The first wave of changes to Ontario’s Construction Lien Act (now called the Construction Act) (the “Act”) came into force on July 1, 2018.

Lenders in the construction industry should be aware of the Act’s new provisions, which, amongst other things, allow for the annual or phased release of holdback funds. This may increase an owner’s borrowing needs while simultaneously affecting the owner’s ability to pay back the lender.

Under certain circumstances, the Act prioritizes construction liens over registered interests against lands. This means that lenders to a construction project may ultimately end up accepting financial responsibility with respect to construction liens.

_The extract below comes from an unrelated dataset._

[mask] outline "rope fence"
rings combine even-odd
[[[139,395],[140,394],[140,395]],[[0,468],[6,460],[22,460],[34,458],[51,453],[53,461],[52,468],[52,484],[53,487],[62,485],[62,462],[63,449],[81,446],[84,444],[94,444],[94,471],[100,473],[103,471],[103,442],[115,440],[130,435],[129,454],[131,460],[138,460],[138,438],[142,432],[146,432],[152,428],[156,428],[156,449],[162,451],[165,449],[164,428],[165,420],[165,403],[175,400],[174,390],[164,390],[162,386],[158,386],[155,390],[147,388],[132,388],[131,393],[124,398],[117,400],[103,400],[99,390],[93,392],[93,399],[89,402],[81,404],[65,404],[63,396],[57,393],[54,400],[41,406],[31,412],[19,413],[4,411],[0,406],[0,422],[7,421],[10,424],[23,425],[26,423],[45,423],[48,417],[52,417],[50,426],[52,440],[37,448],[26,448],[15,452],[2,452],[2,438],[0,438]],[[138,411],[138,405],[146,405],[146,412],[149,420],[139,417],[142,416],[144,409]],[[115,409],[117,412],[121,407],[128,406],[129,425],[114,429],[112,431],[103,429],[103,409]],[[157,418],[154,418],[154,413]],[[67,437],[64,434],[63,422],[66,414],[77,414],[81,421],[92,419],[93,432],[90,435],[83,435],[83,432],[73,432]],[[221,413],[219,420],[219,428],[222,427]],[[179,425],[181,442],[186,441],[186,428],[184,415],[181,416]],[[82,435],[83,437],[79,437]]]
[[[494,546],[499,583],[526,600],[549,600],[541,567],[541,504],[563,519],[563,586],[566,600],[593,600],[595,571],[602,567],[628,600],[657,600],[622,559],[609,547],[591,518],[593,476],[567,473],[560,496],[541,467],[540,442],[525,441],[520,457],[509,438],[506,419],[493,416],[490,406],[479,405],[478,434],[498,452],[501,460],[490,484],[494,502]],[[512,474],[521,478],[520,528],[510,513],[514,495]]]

Accordingly, lenders should turn their mind to the following issues which may arise as a result of the changes to the Act:

i) Timing

The new holdback rules will not apply where the contract for the improvement was entered into before July 1, 2018 or if the owner began the procurement process before July 1, 2018. In addition, the changes under the Act will not apply if the premises is subject to a leasehold interest entered into before July 1, 2018.

Lenders should note that the date of the lending agreement bears no significance as to whether the changes to the Act effect them.

Under section 26.1 of the Act, which is new, a payer under a contract or subcontract can opt to pay holdback funds on an annual basis. For this new section to apply: (1) the contract price must exceed the prescribed amount under the Act, which is currently set at ten million dollars; (2) all liens on the premises must be satisfied or discharged by the annual holdback release date; (3) the contract must stipulate the annual payment of holdback funds; and (4) the completion schedule for the contract must be longer than one year.

The Act has also added section 26.2, which allows a payer under a contract to pay holdback funds on the completion of phases of an improvement.

ii) The Terms of a Contract Between an Owner and General Contractor

Lenders should now consider whether the contract between the owner and the general contractor stipulates that holdback will be paid on an annual or phased basis. In addition, it is prudent for lenders to require that the general contractor satisfy their concerns as to why the release of holdback on an annual or phased basis is the appropriate way to proceed.

iii) The Preservation Period for Lien Claimants will Affect a Lender’s Ability to Claim Under the Loan

Lenders should be alert to when the lien preservation for certain trades expire so that lenders can assess their risk prior to the next contemplated advance.

It is important to remember that the Act increased the time period for lien preservation from 45 to 60 days and the time for lien perfection from 45 to 90 days.